BoxSeg: Quality-Aware and Peer-Assisted Learning for Box-supervised Instance Segmentation
Jinxiang Lai, Wenlong Wu, Jiawei Zhan, Jian Li, Bin-Bin Gao, Jun Liu, Jie Zhang, Song Guo
TL;DR
This paper introduces BoxSeg, a quality-aware framework for box-supervised instance segmentation that tackles pseudo-mask noise via a Quality-Aware Module and enhances low-quality masks through Peer-assisted Copy-paste. The QAM comprises Box-Quality Ranking, Quality-aware Masks Fusion, and Mask-Quality Scoring to produce high-quality pseudo masks and robustly assess mask quality, while PC leverages high-quality peers to guide learning of poorer masks.

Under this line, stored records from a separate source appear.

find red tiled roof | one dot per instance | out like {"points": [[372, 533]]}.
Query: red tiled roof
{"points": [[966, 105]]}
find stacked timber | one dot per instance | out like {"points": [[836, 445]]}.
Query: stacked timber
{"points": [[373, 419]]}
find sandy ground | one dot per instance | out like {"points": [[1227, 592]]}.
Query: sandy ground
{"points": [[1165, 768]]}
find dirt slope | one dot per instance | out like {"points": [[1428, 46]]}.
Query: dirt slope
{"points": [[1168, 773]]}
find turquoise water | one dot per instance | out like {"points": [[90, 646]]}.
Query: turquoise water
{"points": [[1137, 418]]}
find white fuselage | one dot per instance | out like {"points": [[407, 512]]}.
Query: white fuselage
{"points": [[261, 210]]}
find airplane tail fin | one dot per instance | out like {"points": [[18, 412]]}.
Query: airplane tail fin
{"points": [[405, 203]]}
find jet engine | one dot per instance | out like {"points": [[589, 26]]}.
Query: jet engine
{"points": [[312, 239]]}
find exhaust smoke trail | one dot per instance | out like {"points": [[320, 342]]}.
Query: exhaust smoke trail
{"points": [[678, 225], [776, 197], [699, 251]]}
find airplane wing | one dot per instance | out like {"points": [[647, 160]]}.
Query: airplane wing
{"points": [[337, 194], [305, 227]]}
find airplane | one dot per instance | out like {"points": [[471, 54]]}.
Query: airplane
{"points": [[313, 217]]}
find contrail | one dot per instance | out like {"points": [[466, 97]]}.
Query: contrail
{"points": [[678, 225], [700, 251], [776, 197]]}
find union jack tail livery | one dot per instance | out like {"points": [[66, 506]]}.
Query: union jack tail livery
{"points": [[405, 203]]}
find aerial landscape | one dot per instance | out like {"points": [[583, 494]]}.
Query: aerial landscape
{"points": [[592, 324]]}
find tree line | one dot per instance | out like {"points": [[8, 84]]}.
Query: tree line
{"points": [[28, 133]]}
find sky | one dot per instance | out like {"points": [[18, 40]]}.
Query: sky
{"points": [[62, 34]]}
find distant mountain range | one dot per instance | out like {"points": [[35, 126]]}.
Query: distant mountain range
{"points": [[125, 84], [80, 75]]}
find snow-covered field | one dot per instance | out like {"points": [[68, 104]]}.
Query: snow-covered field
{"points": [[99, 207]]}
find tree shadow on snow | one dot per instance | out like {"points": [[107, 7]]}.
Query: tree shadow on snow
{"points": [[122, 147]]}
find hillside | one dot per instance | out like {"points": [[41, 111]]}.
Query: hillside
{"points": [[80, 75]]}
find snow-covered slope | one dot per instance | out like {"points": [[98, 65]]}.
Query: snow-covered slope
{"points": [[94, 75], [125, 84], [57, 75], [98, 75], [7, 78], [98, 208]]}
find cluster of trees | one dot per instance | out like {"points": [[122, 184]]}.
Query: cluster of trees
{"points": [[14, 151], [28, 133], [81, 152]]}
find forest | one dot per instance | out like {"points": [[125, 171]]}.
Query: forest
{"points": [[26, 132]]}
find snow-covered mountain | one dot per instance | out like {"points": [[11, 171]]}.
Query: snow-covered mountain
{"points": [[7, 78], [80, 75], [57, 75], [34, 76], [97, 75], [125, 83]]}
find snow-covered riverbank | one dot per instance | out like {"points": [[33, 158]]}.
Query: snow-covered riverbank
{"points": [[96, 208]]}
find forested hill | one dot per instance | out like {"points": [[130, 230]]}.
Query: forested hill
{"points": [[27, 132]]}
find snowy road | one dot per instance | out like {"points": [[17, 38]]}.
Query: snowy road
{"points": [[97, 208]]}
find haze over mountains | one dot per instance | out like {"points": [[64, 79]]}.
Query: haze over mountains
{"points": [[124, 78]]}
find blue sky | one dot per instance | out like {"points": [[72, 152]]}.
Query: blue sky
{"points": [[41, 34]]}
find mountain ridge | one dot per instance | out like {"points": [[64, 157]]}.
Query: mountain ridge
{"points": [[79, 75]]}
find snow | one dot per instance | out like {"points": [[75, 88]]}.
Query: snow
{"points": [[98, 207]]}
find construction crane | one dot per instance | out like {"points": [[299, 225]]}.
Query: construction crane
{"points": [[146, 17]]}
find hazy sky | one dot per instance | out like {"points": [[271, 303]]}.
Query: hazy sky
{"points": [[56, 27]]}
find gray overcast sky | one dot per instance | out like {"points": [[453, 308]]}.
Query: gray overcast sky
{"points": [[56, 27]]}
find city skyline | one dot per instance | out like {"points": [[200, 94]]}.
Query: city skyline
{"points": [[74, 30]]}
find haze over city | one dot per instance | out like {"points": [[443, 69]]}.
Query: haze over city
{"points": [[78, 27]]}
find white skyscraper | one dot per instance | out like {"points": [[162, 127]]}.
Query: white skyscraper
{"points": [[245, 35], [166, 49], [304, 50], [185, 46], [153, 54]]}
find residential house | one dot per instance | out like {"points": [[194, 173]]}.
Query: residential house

The approach integrates into a teacher-student paradigm with EMA updates and a quality-weighted mask loss, and demonstrates state-of-the-art results on COCO and PASCAL VOC, along with extensive ablations and theoretical bounds on mask fusion. Collectively, BoxSeg provides a general, effective enhancement for BSIS that improves mask accuracy, boundary delineation, and generalization across architectures and training schedules.
Abstract
Box-supervised instance segmentation methods aim to achieve instance segmentation with only box annotations. Recent methods have demonstrated the effectiveness of acquiring high-quality pseudo masks under the teacher-student framework. Building upon this foundation, we propose a BoxSeg framework involving two novel and general modules named the Quality-Aware Module (QAM) and the Peer-assisted Copy-paste (PC). The QAM obtains high-quality pseudo masks and better measures the mask quality to help reduce the effect of noisy masks, by leveraging the quality-aware multi-mask complementation mechanism. The PC imitates Peer-Assisted Learning to further improve the quality of the low-quality masks with the guidance of the obtained high-quality pseudo masks. Theoretical and experimental analyses demonstrate the proposed QAM and PC are effective. Extensive experimental results show the superiority of our BoxSeg over the state-of-the-art methods, and illustrate the QAM and PC can be applied to improve other models.